It is. You just need to take the first letter from each word and rearrange them. It's hilarious.

posted on 8/7/20

I don't know if this was written off the back of the Italia 90 podcast on BBC (Passion, Penalties and Pavarotti), but it makes some similar points.

Italia 90 is portrayed as a defining tournament for this country - much more so than 1966 - because it changed our perception of the game. Football in the 70s and 80s had been blighted by declining attendances, dilapidated grounds, hooliganism, racism and several stadium disasters, and Italia 90 - for good reasons and bad - helped English football to consign all that to the past and move on to the future.

Of course, the future meant the Premier League, all-seater stadiums, rising ticket prices, mega-money transfers and commercialisation on a previously unimaginable level. You could argue - and many do - that all this has had a detrimental effect on football's 'soul'; I suspect that this, sadly, is the price to pay for the improvements that have been made.

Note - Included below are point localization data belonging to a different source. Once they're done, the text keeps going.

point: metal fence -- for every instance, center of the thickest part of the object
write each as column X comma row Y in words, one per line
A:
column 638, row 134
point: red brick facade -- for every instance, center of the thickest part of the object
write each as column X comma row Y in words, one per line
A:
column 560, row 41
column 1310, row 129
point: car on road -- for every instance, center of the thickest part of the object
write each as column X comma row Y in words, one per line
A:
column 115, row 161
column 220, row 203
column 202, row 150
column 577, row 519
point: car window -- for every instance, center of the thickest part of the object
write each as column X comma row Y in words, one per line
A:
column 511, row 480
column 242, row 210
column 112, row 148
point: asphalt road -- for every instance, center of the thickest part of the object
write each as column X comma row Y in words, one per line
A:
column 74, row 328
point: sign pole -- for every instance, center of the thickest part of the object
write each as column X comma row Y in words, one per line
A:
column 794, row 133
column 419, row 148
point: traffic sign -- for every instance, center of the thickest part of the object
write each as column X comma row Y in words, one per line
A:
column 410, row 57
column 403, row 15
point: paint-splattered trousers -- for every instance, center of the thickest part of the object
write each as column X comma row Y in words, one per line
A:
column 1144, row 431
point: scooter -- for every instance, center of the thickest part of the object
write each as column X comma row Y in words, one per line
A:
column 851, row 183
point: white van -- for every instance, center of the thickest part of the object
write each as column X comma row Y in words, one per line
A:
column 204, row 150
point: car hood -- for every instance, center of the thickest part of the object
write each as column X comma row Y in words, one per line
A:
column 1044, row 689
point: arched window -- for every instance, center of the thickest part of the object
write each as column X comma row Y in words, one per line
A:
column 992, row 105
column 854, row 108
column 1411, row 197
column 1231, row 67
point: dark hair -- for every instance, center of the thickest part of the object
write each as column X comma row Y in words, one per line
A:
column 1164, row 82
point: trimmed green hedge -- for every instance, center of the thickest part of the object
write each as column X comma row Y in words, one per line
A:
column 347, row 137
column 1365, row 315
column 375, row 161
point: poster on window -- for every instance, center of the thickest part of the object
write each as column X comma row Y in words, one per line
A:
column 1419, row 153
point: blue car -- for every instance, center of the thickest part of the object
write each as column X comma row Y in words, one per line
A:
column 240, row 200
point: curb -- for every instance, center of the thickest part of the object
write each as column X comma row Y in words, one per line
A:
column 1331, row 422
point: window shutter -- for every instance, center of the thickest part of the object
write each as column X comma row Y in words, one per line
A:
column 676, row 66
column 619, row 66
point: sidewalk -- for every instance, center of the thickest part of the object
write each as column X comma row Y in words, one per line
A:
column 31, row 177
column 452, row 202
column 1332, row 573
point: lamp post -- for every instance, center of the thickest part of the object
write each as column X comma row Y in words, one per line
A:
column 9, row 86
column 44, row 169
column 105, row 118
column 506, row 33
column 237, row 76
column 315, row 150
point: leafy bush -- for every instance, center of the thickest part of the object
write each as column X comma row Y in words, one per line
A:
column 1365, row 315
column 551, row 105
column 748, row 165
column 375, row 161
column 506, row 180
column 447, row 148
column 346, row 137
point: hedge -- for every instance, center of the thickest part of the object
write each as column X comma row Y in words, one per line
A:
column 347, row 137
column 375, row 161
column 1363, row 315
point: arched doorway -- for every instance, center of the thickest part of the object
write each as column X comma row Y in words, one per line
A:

I'm just a bit too young to really remember football's 'good old days'. For me the best times were the 90s, when the Premier League was still new and watching it on Sky was a thrilling novelty, wages and transfers hadn't gone completely mad, the abolition of the backpass rule and the influx of foreign talent were helping to improve the quality of football - and of course United were winning everything

posted on 8/7/20

No, I wasn't aware of that podcast. I think the thread is indebted mostly to a spate of dour European Cup finals decided by a single goal or on penalties during my teenage years, and a series of Spanish league campaigns characterised by Basque cloggers grinding out 1-0 wins. My memory admittedly tends to compound different events and tournaments, but I've always remembered Italia '90 as a desperately mind-numbing competition, but I imagine that's because Mexico '86 is still my all-time favourite.